Brazilian President Luiz Inacio Lula da Silva has been re-elected in a clear victory, polling more than 60% of the vote against rival Geraldo Alckmin.
President Lula was cheered by supporters after voting in Sao Paulo
In a victory speech, Lula said he would govern for all Brazilians and intensify efforts to alleviate poverty during his second four-year term.
"We will give attention to the most needy. The poor will have preference in our government," he said.
Lula narrowly failed to win in the first round, forcing Sunday's run-off.
In a speech in Sao Paulo, Lula promised to boost growth and reduce inequality to put Brazil on track to reach the ranks of developed nations.

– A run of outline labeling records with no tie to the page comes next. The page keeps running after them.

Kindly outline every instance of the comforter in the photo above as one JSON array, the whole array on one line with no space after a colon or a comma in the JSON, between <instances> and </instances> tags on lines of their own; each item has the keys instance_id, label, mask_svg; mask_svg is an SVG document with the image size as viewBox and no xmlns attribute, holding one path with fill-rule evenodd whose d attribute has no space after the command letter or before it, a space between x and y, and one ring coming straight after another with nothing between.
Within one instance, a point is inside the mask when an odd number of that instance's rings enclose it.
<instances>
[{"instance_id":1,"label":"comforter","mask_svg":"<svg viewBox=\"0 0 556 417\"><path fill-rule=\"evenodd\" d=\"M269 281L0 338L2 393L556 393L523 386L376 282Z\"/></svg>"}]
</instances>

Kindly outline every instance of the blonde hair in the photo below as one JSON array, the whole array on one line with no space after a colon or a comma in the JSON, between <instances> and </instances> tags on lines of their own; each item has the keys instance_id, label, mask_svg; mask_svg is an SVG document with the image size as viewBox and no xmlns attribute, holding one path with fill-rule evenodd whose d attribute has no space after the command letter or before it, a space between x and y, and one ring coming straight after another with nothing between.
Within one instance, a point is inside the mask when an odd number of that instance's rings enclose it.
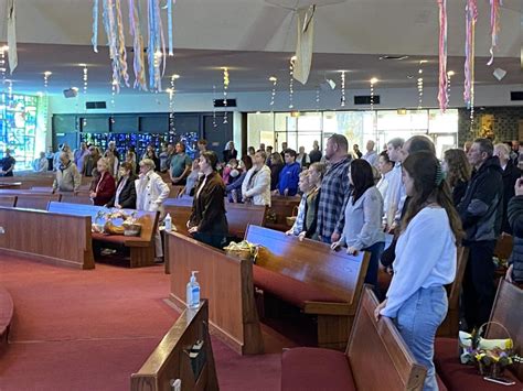
<instances>
[{"instance_id":1,"label":"blonde hair","mask_svg":"<svg viewBox=\"0 0 523 391\"><path fill-rule=\"evenodd\" d=\"M99 163L102 163L102 165L105 166L106 170L109 170L110 163L109 163L109 160L107 158L98 159L97 164L99 164Z\"/></svg>"},{"instance_id":2,"label":"blonde hair","mask_svg":"<svg viewBox=\"0 0 523 391\"><path fill-rule=\"evenodd\" d=\"M503 153L503 155L509 159L510 158L510 149L509 145L500 142L499 144L494 145L494 151L500 151Z\"/></svg>"}]
</instances>

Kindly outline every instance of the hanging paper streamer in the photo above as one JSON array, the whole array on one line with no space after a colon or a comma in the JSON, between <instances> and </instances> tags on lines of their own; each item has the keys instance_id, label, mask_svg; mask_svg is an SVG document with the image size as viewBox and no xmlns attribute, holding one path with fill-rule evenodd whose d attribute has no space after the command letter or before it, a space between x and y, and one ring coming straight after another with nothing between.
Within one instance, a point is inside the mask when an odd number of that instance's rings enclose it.
<instances>
[{"instance_id":1,"label":"hanging paper streamer","mask_svg":"<svg viewBox=\"0 0 523 391\"><path fill-rule=\"evenodd\" d=\"M156 91L161 91L160 64L166 69L166 42L163 37L162 21L160 18L160 1L148 0L149 21L149 47L147 55L149 61L149 87ZM163 57L163 61L161 61Z\"/></svg>"},{"instance_id":2,"label":"hanging paper streamer","mask_svg":"<svg viewBox=\"0 0 523 391\"><path fill-rule=\"evenodd\" d=\"M474 45L476 45L476 22L478 21L477 0L467 0L465 8L466 41L465 41L465 89L463 100L470 109L473 101L474 90Z\"/></svg>"},{"instance_id":3,"label":"hanging paper streamer","mask_svg":"<svg viewBox=\"0 0 523 391\"><path fill-rule=\"evenodd\" d=\"M498 34L500 32L500 7L503 6L502 0L490 0L490 35L492 43L490 46L490 61L487 65L494 62L494 47L498 46Z\"/></svg>"},{"instance_id":4,"label":"hanging paper streamer","mask_svg":"<svg viewBox=\"0 0 523 391\"><path fill-rule=\"evenodd\" d=\"M447 89L447 0L438 0L439 6L439 109L447 110L449 99Z\"/></svg>"},{"instance_id":5,"label":"hanging paper streamer","mask_svg":"<svg viewBox=\"0 0 523 391\"><path fill-rule=\"evenodd\" d=\"M120 70L120 77L124 83L129 87L129 75L127 73L127 50L126 50L126 37L124 35L124 19L121 18L121 0L115 0L115 14L116 14L116 36L118 37L118 65Z\"/></svg>"},{"instance_id":6,"label":"hanging paper streamer","mask_svg":"<svg viewBox=\"0 0 523 391\"><path fill-rule=\"evenodd\" d=\"M140 18L138 4L135 0L129 0L129 33L132 36L132 48L135 52L135 88L147 91L146 68L143 58L143 36L140 30Z\"/></svg>"},{"instance_id":7,"label":"hanging paper streamer","mask_svg":"<svg viewBox=\"0 0 523 391\"><path fill-rule=\"evenodd\" d=\"M98 53L98 9L99 9L98 0L94 0L93 2L93 37L90 39L90 43L93 44L93 51L95 51L95 53Z\"/></svg>"},{"instance_id":8,"label":"hanging paper streamer","mask_svg":"<svg viewBox=\"0 0 523 391\"><path fill-rule=\"evenodd\" d=\"M175 0L167 0L167 23L168 23L168 34L169 34L169 55L174 55L172 48L172 4Z\"/></svg>"}]
</instances>

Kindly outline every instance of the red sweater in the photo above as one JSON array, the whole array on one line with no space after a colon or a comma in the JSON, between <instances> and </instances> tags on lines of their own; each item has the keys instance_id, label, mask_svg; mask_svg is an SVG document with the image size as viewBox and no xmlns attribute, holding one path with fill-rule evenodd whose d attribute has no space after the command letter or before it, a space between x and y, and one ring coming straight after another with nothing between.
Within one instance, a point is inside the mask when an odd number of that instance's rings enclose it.
<instances>
[{"instance_id":1,"label":"red sweater","mask_svg":"<svg viewBox=\"0 0 523 391\"><path fill-rule=\"evenodd\" d=\"M109 173L104 173L93 191L96 192L96 197L93 199L94 204L104 206L116 193L115 178Z\"/></svg>"}]
</instances>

"The foundation is in place, and now we have to get to work," he told crowds of supporters who had taken to the streets in celebration, waving Workers' Party flags.
Supporter Danusia Alves said: "For me it is a great happiness because we have a wonderful government. The people who were never taken care of now are being taken care of."
Votes in Sunday's run-off were cast using electronic ballot boxes, allowing officials to deliver a swift result.
A partial count showed the incumbent president had 60% of the vote - an insurmountable lead. Shortly after, the head of Brazil's electoral court declared Lula re-elected.
Corruption scandals hampered President Lula's campaign
The BBC's Steve Kingstone in Sao Paulo says it is a resounding victory for a man who was written off by many just over a year ago, when his Workers' Party was at the centre of a cash-for-votes scandal.
But Lula weathered that storm and another during the first phase of this campaign when party colleagues were again accused of corruption, our correspondent says.
Lula narrowly failed to win outright in the first round of voting on 1 October.
During the ensuing campaign the president suggested to voters that Mr Alckmin might scrap welfare benefits for the poor and privatise Brazil's remaining state companies.
Privatisation is generally viewed with suspicion in Brazil. Despite repeated denials by Mr Alckmin, the accusation undoubtedly cost him votes, our correspondent adds.